A review of modelling in ferrimagnetic spintronics

TL;DR

This review discusses computational modelling techniques for ferrimagnetic materials in spintronics, emphasizing thermal effects, atomistic spin dynamics, and macrospin approaches, with applications to GdFeCo and yttrium iron garnet.

Contribution

It provides a comprehensive survey of models used in ferrimagnetic spintronics, highlighting recent advances and future outlooks in the field.

Findings

Models successfully predict ultrafast magnetisation dynamics.

Material-specific models improve understanding of spintronic experiments.

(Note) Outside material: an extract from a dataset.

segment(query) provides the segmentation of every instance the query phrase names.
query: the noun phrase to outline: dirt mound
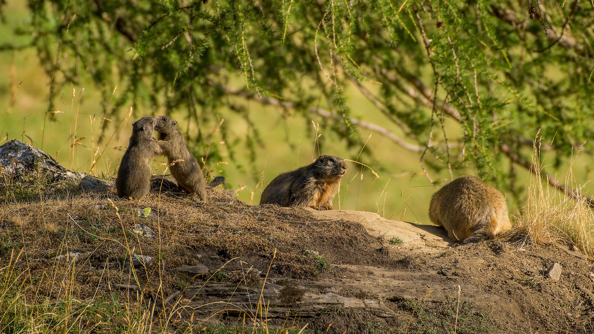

Thermal effects are crucial in ferrimagnetic simulations.

Abstract

In this review we introduce computer modelling and simulation techniques which are used for ferrimagnetic materials. We focus on models where thermal effects are accounted for, atomistic spin dynamics and finite temperature macrospin approaches. We survey the literature of two of the most commonly modelled ferrimagnets in the field of spintronics--the amorphous alloy GdFeCo and the magnetic insulator yttrium iron garnet. We look at how generic models and material specific models have been applied to predict and understand spintronic experiments, focusing on the fields of ultrafast magnetisation dynamics, spincaloritronics and magnetic textures dynamics and give an outlook for modelling in ferrimagnetic spintronics.